Oxygen is present throughout the water column when the lake initially stratifies. After the lake is stratified, oxygen produced in the epilimnion keeps this upper water layer aerated.
Decomposition of materials that die and sink into the hypolimnion depletes the oxygen in the lower water, and the thermocline prevents mixing of the aerated epilimnetic water into the hypolimnion.
By late June, the hypolimnion in most stratified Mississippi lakes lacks sufficient oxygen to support fish. Knowledgeable anglers exploit this — they focus their fishing in the thermocline where the water is cooler but contains oxygen.
When stratification breaks down in the fall, the lower, oxygen-depleted water mixes with the upper water. This is the event called turnover. Depending on the oxygen concentration and the amount of decomposing organic matter in the hypolimnion, mixing can cause an oxygen depletion. Anglers may witness murky, brownish water, even chunks of undecomposed organic matter. In extreme cases, the lack of oxygen may cause a fish kill.

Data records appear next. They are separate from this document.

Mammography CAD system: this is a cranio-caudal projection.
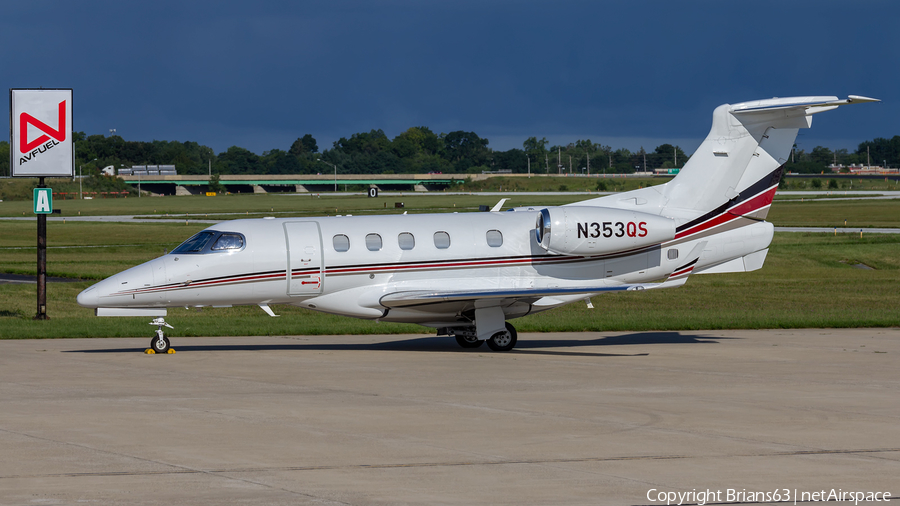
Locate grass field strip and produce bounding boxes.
[0,244,147,250]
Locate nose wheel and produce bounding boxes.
[147,318,175,353]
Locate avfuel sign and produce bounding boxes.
[9,89,75,177]
[9,88,75,320]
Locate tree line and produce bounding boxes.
[0,126,900,175]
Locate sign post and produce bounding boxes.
[9,88,75,320]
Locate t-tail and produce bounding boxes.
[572,95,878,273]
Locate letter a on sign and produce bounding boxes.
[34,188,53,214]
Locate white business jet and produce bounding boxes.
[78,95,877,353]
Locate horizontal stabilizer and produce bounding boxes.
[731,95,881,116]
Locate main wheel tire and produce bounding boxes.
[456,336,484,348]
[150,336,169,353]
[487,322,518,351]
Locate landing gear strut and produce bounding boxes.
[148,318,175,353]
[487,322,518,351]
[441,322,518,351]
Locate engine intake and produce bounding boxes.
[535,206,675,256]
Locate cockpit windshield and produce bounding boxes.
[171,230,246,255]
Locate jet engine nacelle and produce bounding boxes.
[535,206,675,256]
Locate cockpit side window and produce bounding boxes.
[172,231,217,254]
[210,232,244,251]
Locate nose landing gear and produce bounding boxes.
[147,318,175,354]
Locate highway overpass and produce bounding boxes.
[118,174,466,195]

Fishery biologists don’t study what makes fish bite, so there is little biological information to support, or refute, fish turning off during turnover. We do know from experience rearing fish in hatcheries and fish farms that fish stop feeding when oxygen concentrations dip below a couple parts per million. Conceivably, the change in water clarity, or maybe dissolved gases like hydrogen sulfide from the anoxic bottom water, may also adversely affect feeding. If so, these changes directly related to turnover generally last only a few days.
Turnover also brings nutrients stored in the hypolimnion into the light-rich surface water, and an algae bloom may occur. A sudden fall algae bloom is an indication that the lake mixed, but turnover occurred 1 to 2 weeks before the algae bloom.
Be aware that not all lakes stratify and, therefore, do not have turnover. Reservoirs with a high flow through, like Tennessee River hydropower reservoirs, may not stratify. The shallow navigation channel on the Tenn-Tom Waterway, churned by commercial barges and large recreational boats, also will not stratify.
On the other hand, large coves and embayments off the channel may stratify even though the channel doesn’t.
Lakes don’t have to be deep. Shallow oxbow lakes and even farm ponds can stratify, and the thermocline may only be 3 or 4 feet deep.